Ella se acercó a él buscando un abrazo consolador
— Créeme. — Le dijo abatida y preocupada.
— Te creo. — Dijo abrazándola. — Quién sabe qué sería, vamos a nuestra habitación a ducharnos, ya casi es hora de cenar.
Cruzaron los jardines en la semi penumbra. Ella aún iba muy asustada. Al llegar a su habitación, le pidió a su esposo que revisara cada rincón. Él lo hizo algo divertido pero complaciente. Cuando ella se metió al baño a ducharse, dejó la puerta entreabierta. Aún estaba muerta de miedo.
Más tarde, instalados en el restaurant del hotel y una vez que ordenaron su cena, ella se atrevió a preguntarle al mesero, sintiendo algo de vergüenza.
— Disculpe la pregunta… ¿Aquí espantan?
Él la miró sorprendido, dejó escapar una especie de gemido muy leve y se dio la vuelta alejándose rápidamente sin responder nada.
La pareja se miró entre ellos con intriga.
Después de cenar, ya casi para retirarse, el mesero regresó.

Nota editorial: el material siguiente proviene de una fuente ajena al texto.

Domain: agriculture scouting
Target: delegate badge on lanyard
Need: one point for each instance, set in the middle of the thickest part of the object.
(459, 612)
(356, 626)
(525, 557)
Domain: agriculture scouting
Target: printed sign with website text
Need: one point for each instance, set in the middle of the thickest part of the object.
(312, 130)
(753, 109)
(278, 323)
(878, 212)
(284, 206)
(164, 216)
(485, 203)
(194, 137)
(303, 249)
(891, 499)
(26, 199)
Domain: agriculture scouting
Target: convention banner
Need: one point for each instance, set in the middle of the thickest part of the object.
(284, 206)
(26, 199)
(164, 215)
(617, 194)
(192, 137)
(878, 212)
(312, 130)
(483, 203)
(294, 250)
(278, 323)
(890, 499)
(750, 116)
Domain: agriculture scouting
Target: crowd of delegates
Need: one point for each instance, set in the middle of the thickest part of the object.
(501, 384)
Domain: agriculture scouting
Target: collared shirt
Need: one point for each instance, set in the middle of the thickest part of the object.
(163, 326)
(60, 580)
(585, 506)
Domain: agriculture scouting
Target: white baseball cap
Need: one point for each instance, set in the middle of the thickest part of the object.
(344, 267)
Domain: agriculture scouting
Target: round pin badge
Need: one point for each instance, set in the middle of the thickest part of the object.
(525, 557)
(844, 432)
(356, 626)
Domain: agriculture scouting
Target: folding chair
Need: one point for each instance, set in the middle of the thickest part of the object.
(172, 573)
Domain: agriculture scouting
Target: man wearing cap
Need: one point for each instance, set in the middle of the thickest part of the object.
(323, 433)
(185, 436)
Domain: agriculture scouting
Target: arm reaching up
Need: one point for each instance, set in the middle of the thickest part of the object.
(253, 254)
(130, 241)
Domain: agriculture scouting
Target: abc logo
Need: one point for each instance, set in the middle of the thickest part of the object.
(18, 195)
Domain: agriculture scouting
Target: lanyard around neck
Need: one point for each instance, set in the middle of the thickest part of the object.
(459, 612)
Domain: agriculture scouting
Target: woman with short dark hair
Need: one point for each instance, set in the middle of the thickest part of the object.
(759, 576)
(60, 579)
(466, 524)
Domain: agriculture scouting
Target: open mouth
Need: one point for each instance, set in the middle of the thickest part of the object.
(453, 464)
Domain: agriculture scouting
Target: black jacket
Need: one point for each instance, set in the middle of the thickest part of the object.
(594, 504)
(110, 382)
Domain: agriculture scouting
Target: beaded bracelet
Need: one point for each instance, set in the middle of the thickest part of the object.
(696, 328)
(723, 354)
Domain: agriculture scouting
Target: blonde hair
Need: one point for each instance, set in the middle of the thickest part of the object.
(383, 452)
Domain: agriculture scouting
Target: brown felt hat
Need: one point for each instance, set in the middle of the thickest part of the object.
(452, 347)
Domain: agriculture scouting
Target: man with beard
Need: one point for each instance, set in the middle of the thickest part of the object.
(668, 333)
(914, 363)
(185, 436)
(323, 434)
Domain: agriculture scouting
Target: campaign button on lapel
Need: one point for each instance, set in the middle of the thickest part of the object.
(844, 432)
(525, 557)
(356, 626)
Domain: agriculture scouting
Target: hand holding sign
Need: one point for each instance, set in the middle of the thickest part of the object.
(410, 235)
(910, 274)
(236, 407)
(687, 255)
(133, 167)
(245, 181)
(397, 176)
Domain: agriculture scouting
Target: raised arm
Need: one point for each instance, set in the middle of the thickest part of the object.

— Disculpen que no les haya contestado nada antes, es que… — Hizo una pausa. — ¿Le pasó algo señora?
— Sí, en la alberca. — Aceptó ella con algo de pena.
El mesero asintió pensativo.
— Si pasan algunas cosas. Pero no lo decimos para no asustar a los huéspedes. — Aclaró apenado. — Al que le sucede más seguido es al chef. Le cambian las cosas de lugar, se oyen ruidos, le han tocado el hombro y cosas así, pero a los huéspedes generalmente no los molestan.